Lack of transparency and social participation undermine the fight against deforestation in Brazil
DOI:
https://doi.org/10.12854/erde-2022-605Keywords:
Amazon, data transparency, social participation, deforestation, environmental justiceAbstract
The Brazilian government wrapped up 2021 with a masquerade at COP26 (26th UN Climate Change Conference of the Parties): hiding PRODES (the annual Amazon deforestation report). After three years of denying and dismantling the public apparatus to fight Amazon deforestation, this is emblematic of how transparency and social participation have been neglected. Transparency of PRODES has been crucial to all initiatives against deforestation.
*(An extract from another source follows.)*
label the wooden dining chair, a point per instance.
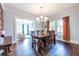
(38, 32)
(51, 38)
Notwithstanding, the Brazilian government has not only worked to discredit PRODES, but limited access to other environmental data and decreed a ‘gag law’. Responses to requests of public data are largely unsatisfactory and information on deforestation permits (key to understanding the extent of legal and illegal deforestation) is either missing or incomplete. Social participation has been strongly limited after one-fifth of 22 national boards monitoring the public administration was extinct and almost half restructured. As an outcome, the Amazon Fund, the most important source of financial support against deforestation, was frozen. These systemic problems compromise the political struggle to combat Amazon deforestation and worsen the living conditions of those peoples protecting forests. Increasing transparency of environmental data through robust and reliable mechanisms, and ensuring social participation in the decision-making processes are crucial to halt deforestation and support Brazil’s role as an international player.